Hexed

“And what’s she doing here, anyway? I don’t want her near my house.”

 

 

“Jezebel wants to help you.”

 

“Help me? Why didn’t she help me when my mom was still alive? She didn’t seem too willing to help then.”

 

“Trust me, this is unusual for her. I’ve known Jez a long time and she’s never done something out of the kindness of her heart. I’m thinking it’s guilt, but she’d never admit it.”

 

“So let her feel guilty.” I ball my hands into fists, nails digging into my palms. “I don’t want that … that tramp’s help.”

 

Bishop waves a hand for me to continue. “Go on, get it all out of your system.”

 

“She didn’t care about helping me when Mom was tied to a goddamn chair! When a tiger was ready to eat her for a snack! I don’t want her help!”

 

“Done?” he asks.

 

I let out a hard breath. “God, you’re so infuriating. Why did you come here? Just to make me feel worse?”

 

“I told you, I came here to help you test out your magic. They’ve fallen off the radar—Leo, the rest of the Priory—we don’t know where they are. They’ve got the Bible, and for whatever reason, they think you’re the only one who can break the spell on it. An attack could happen at any moment. You need to be prepared.” He grips me by the forearms. “If you don’t practice, if we don’t fight back, you’re just telling the Priory that you give up, and then your mom’s death means nothing. But if you do something, make something positive come out of this”—he raises a hand to stay my objection to the word “positive”—“you won’t just be telling the Priory that they can’t kill at will, that there are consequences to pay, you’ll be telling them you'll be prepared if they come for you, so they don’t stick a knife in your head next time.”

 

I exhale, my heart pounding hard and fast in my chest.

 

“I’m sorry.” Bishop relaxes his grip. “But it’s true.
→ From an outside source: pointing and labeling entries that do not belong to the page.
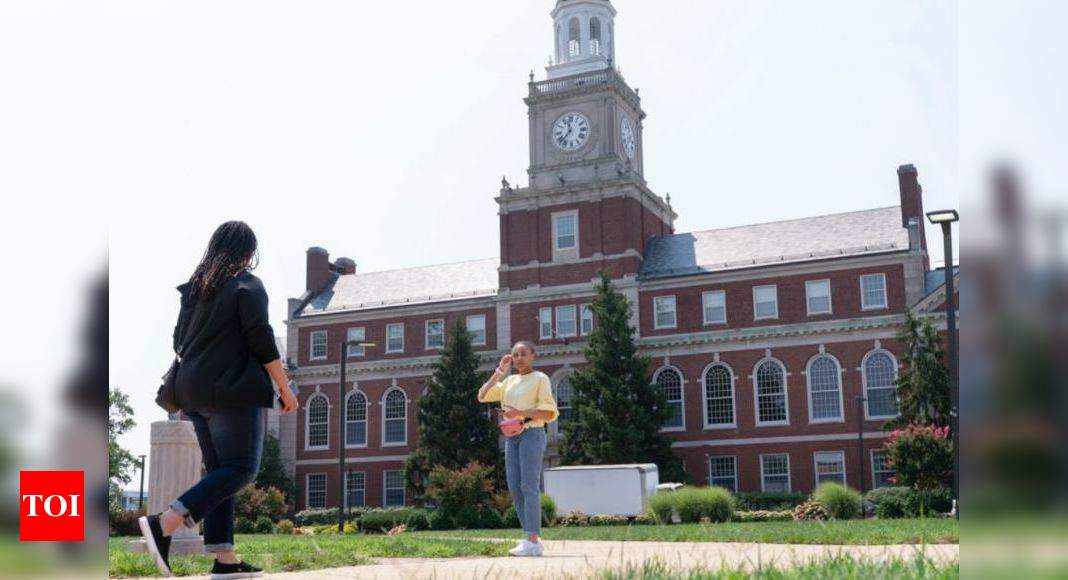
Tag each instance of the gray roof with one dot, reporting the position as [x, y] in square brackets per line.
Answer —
[837, 235]
[407, 286]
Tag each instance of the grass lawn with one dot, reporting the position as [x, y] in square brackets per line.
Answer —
[863, 532]
[302, 552]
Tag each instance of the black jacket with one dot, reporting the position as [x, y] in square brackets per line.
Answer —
[225, 343]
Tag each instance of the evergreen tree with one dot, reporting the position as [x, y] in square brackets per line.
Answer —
[923, 383]
[453, 426]
[617, 409]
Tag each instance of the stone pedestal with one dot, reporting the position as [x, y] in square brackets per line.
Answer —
[175, 467]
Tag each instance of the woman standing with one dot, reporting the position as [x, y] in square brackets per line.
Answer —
[525, 396]
[223, 386]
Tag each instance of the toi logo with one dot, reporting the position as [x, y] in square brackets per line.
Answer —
[51, 506]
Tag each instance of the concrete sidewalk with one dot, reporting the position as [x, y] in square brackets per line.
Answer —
[580, 559]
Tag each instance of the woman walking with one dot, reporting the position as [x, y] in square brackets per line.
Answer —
[223, 386]
[527, 398]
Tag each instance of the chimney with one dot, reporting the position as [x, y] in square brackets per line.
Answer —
[318, 268]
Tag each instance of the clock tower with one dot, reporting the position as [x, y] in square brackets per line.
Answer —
[587, 206]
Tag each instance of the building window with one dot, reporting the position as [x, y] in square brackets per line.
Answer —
[356, 488]
[435, 333]
[771, 394]
[395, 418]
[315, 490]
[318, 345]
[818, 296]
[881, 472]
[394, 338]
[830, 467]
[719, 396]
[545, 323]
[825, 390]
[663, 307]
[476, 327]
[775, 472]
[874, 292]
[880, 373]
[393, 486]
[716, 307]
[566, 325]
[765, 302]
[357, 334]
[318, 422]
[671, 382]
[356, 420]
[723, 472]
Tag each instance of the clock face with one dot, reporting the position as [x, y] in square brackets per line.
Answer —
[570, 131]
[629, 139]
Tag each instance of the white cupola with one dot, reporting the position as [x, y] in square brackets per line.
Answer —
[584, 36]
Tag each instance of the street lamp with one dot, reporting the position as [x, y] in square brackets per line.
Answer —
[945, 218]
[342, 497]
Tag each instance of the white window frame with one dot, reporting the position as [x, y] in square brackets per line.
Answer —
[704, 397]
[484, 332]
[575, 318]
[885, 293]
[789, 479]
[756, 395]
[704, 307]
[838, 374]
[657, 300]
[386, 396]
[807, 297]
[361, 350]
[734, 459]
[864, 383]
[545, 320]
[681, 390]
[388, 328]
[774, 290]
[404, 488]
[311, 346]
[815, 466]
[366, 419]
[308, 423]
[426, 334]
[308, 490]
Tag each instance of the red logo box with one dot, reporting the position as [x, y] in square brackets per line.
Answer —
[51, 506]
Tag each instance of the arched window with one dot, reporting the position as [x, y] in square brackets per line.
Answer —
[574, 37]
[317, 435]
[595, 36]
[825, 390]
[771, 393]
[719, 396]
[395, 418]
[880, 372]
[671, 382]
[356, 419]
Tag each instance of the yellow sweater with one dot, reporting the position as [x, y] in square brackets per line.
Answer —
[524, 392]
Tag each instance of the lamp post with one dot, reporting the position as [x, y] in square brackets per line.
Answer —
[945, 218]
[342, 499]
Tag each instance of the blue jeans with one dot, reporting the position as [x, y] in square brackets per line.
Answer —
[232, 443]
[522, 464]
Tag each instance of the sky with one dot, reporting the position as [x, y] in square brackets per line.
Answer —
[380, 131]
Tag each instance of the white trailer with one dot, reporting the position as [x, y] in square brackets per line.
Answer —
[621, 490]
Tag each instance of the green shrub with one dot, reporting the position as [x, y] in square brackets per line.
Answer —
[548, 511]
[695, 503]
[841, 501]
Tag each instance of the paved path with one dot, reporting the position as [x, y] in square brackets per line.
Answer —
[580, 559]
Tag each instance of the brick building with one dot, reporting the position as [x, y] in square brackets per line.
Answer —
[762, 335]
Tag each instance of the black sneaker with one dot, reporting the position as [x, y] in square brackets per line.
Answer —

That could be you, if you don’t do something.”

 

I can feel it coming. I try to push the memory to a corner of my mind, but it’s too strong to be brushed aside.

 

Mom is slumped against the ropes that hold her taut to the chair. Thick crimson blood drips from the hilt of the knife buried in her head, down onto the frayed ropes and over her blue-veined skin.

 

Something like a scream crossed with a whimper slips out of me. Bishop pulls me against his chest and shushes me, pressing down my curls with his big hand as I cry into his shirt. He feels warm against my cheek and smells like laundry left out to dry in the sun. I stay there against him, breathing in his scent, until I catch my breath again. When I’ve quieted, he pushes back to look at me.

 

“Look, I have a deal. I can’t give you your mom, but there is something I can do.”

 

“What? What is it?”

 

“It’s unhealthy, and I really think you need to start moving on, and I’d never suggest this if you’d given me any other choice—”

 

“Say it, Bishop.”

 

He sighs. “You give me a day to practice magic, and I can let you hear her voice again. And not just on voice mail.”

 

A spark starts low in my stomach. “How?”

 

“Through a complicated scientific theory proposed by Stephen Hawking, called the—”

 

“Bishop,” I warn.

 

“Magic, obviously. How else?”

 

I tilt my head to the side, challenging him to crack another joke.

 

“It doesn’t always work,” he continues. “And even if it does, she won’t speak to you directly, just on playback. Like with the voice-mail message, except with real conversations she had.”

 

Except it won’t be the same one line, over and over. The spark in my stomach shoots up into my chest like a firework.

 

“But I have to warn you: you may hear things you don’t like. People say things when no one else is around, things they don’t want others to hear. Maybe it’s best to leave the memory of your mother alone—”

 

“I’ll do it.”

 

“Are you sure? Because—”

 

“I said I’ll do it.”

 

Bishop nods once. “Okay, but remember the other half of the deal. I do this for you, you give me one day—one full day—of magic.”

 

I pretend to mull it over a minute before saying, “It’s a deal.”

 

He doesn’t have to know I was already going to agree.

 

 

 

 

 

24

 

 

 

 

 

Finding a parking spot on Melrose is a nightmare on a good day. It’s about a bazillion times worse when a huge chunk of the street just past the shop is closed off for filming of the latest A-list, crash-bang blockbuster.

 

Hordes of paparazzi and squealing, fainting fans hoping for a glimpse of a muscled-up celebrity clog the sidewalk and the cordoned-off area surrounding a prop ambulance. I’m not sure whether I want to hate them all, or envy them for having nothing more important to do than watch some guy doing his job. And I don’t care that it’s hypocritical, and that weeks ago I’d have been right there with them, elbowing my way to the front of the crowd.